En algunos casos, esta circunstancia puede derivar en la imposibilidad de recibir tratamiento o en la renuncia a determinadas opciones terapéuticas por razones logísticas. Esto plantea una cuestión directa de equidad asistencial, ya que no todos los pacientes pueden acceder en igualdad de condiciones.

Riesgo de interrupciones en el tratamiento

A las dificultades del desplazamiento se suman factores externos como los temporales o problemas logísticos con la península, que pueden provocar interrupciones en el tratamiento.

En el caso de la radioterapia, la continuidad terapéutica es un elemento fundamental para la eficacia clínica, por lo que cualquier alteración puede afectar negativamente a los resultados y al bienestar del paciente.

Hacia un modelo adaptado a la realidad de Ceuta

Lejos de plantear un dilema entre disponer o no de radioterapia, el COMCE propone centrar el debate en qué modelo organizativo permite garantizar seguridad, calidad y proximidad.

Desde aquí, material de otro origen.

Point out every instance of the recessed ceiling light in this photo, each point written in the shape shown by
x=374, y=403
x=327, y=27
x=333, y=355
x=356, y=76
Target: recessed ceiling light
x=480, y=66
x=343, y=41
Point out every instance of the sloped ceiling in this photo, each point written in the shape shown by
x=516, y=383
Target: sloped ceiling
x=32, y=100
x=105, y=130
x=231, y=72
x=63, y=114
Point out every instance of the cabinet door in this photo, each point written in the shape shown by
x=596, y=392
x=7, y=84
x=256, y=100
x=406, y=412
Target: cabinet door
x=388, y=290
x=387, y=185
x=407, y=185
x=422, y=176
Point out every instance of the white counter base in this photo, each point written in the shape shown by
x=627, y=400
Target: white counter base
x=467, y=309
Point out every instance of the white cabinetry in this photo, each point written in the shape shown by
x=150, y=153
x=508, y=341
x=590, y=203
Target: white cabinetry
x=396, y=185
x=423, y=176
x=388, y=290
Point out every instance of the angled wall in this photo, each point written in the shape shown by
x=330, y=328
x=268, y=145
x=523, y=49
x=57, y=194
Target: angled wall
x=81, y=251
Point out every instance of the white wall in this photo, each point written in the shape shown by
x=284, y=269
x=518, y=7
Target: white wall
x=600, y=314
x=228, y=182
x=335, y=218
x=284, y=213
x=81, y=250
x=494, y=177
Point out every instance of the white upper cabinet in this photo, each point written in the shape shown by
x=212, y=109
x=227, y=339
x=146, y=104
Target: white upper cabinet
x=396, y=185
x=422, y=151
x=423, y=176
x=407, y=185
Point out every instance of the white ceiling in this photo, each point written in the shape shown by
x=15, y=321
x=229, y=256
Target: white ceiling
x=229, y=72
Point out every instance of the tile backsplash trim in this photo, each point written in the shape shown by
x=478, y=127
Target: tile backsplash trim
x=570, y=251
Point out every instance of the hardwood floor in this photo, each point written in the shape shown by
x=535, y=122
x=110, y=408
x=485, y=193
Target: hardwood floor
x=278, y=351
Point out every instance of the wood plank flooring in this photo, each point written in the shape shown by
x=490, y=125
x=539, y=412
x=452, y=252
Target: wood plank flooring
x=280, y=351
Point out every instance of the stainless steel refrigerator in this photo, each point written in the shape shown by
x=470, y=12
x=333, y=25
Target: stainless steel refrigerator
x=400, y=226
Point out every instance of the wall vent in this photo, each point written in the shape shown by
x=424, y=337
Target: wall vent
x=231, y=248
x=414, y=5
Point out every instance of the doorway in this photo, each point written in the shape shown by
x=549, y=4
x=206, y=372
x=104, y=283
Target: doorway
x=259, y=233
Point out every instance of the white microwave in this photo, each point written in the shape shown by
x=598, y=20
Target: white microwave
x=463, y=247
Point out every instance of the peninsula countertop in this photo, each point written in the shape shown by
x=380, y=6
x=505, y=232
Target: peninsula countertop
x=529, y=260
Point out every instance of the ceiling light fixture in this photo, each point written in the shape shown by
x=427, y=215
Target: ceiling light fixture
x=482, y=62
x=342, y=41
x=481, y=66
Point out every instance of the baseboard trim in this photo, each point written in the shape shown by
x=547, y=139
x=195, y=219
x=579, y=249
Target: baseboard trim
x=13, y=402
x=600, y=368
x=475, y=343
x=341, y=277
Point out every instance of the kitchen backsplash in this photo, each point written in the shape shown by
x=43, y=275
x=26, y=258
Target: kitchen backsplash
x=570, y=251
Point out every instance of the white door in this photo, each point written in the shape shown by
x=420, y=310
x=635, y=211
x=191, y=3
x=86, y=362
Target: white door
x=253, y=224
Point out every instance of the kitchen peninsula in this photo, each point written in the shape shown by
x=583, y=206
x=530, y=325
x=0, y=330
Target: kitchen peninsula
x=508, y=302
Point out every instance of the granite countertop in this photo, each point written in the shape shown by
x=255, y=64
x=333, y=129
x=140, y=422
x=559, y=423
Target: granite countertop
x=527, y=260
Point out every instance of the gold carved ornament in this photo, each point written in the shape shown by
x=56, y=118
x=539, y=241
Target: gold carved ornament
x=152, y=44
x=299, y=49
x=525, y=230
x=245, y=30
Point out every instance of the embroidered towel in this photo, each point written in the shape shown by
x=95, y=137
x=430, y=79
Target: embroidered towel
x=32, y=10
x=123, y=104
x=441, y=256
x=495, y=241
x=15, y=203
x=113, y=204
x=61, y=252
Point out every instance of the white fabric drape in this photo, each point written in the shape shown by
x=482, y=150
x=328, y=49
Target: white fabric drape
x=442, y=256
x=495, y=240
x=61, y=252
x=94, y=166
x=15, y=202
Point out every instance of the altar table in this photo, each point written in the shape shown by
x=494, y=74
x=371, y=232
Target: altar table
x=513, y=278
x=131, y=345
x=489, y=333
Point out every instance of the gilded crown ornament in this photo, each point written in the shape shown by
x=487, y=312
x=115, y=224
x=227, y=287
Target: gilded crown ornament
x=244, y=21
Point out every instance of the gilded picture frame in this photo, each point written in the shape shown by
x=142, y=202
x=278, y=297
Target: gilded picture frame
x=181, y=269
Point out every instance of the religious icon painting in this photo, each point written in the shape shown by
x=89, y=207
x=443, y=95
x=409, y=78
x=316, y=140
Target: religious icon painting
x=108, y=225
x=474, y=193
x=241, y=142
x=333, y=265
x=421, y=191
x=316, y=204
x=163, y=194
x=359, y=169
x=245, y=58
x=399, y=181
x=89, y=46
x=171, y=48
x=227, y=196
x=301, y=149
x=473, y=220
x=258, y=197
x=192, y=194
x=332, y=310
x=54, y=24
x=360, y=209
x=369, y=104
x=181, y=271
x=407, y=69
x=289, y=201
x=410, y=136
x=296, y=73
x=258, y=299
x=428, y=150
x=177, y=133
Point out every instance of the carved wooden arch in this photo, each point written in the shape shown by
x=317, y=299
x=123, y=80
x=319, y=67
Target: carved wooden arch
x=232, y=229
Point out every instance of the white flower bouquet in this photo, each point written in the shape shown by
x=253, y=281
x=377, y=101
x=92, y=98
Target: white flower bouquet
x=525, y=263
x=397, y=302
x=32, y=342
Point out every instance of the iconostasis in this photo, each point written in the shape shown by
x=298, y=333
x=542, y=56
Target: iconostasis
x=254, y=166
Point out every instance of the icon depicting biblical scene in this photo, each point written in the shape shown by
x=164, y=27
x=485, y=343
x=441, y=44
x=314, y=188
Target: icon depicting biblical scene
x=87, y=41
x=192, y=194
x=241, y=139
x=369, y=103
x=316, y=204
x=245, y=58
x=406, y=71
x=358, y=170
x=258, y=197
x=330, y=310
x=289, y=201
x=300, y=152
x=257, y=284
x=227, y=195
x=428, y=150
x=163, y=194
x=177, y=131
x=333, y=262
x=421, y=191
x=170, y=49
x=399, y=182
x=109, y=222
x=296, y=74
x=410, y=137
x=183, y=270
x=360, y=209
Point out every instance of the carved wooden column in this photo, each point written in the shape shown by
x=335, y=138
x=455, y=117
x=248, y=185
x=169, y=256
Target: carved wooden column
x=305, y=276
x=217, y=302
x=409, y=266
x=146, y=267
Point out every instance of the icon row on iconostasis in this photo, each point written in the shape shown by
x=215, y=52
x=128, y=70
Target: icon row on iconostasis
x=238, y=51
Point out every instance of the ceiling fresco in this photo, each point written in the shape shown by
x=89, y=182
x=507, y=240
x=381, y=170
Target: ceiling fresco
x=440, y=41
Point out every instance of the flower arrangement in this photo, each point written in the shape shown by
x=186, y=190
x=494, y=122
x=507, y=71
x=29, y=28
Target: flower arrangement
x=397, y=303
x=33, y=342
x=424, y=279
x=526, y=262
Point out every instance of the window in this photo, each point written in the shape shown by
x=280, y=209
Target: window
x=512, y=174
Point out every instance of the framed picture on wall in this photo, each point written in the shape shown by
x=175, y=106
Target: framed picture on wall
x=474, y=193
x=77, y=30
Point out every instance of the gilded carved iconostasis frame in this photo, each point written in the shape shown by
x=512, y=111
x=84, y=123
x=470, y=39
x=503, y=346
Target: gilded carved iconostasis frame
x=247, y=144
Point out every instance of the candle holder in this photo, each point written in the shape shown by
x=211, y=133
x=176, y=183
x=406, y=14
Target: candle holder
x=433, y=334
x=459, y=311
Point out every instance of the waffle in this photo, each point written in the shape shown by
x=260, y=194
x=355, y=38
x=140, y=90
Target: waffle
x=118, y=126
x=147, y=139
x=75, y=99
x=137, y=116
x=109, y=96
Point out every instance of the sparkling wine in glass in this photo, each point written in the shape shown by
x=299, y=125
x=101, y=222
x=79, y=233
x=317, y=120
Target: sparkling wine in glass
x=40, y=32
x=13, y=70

Entre las opciones, se plantea la posibilidad de implantar un centro de radioterapia en Ceuta mediante un modelo de gestión externa especializada, capaz de asegurar estándares técnicos adecuados y continuidad asistencial.

Esta alternativa permitiría reducir desplazamientos, minimizar interrupciones y acercar el tratamiento al paciente, manteniendo la calidad del servicio.

Una solución pragmática centrada en el paciente

El enfoque defendido por el colectivo médico es claro: avanzar hacia una solución pragmática y centrada en el paciente. La prioridad debe ser que los ciudadanos de Ceuta puedan recibir tratamiento con garantías, estabilidad y cercanía, independientemente del modelo de gestión adoptado.

No se trata, según subrayan, de una renuncia, sino de adaptar la planificación sanitaria a las particularidades del territorio.

Llamamiento a los poderes públicos

El COMCE concluye con un mensaje directo a las administraciones: es necesario alejar la sanidad del debate político y centrarse en soluciones que beneficien a los pacientes.

La institución insiste en que la discusión sobre la radioterapia debe incorporar factores como la accesibilidad, el impacto del desplazamiento, la vulnerabilidad del paciente y la continuidad del tratamiento.

“La cuestión no es si Ceuta puede tener radioterapia en un modelo convencional, sino qué modelo permite ofrecer este servicio con calidad, seguridad y equidad”, señalan, instando a los responsables públicos a priorizar el interés de los pacientes por encima de cualquier otro condicionante.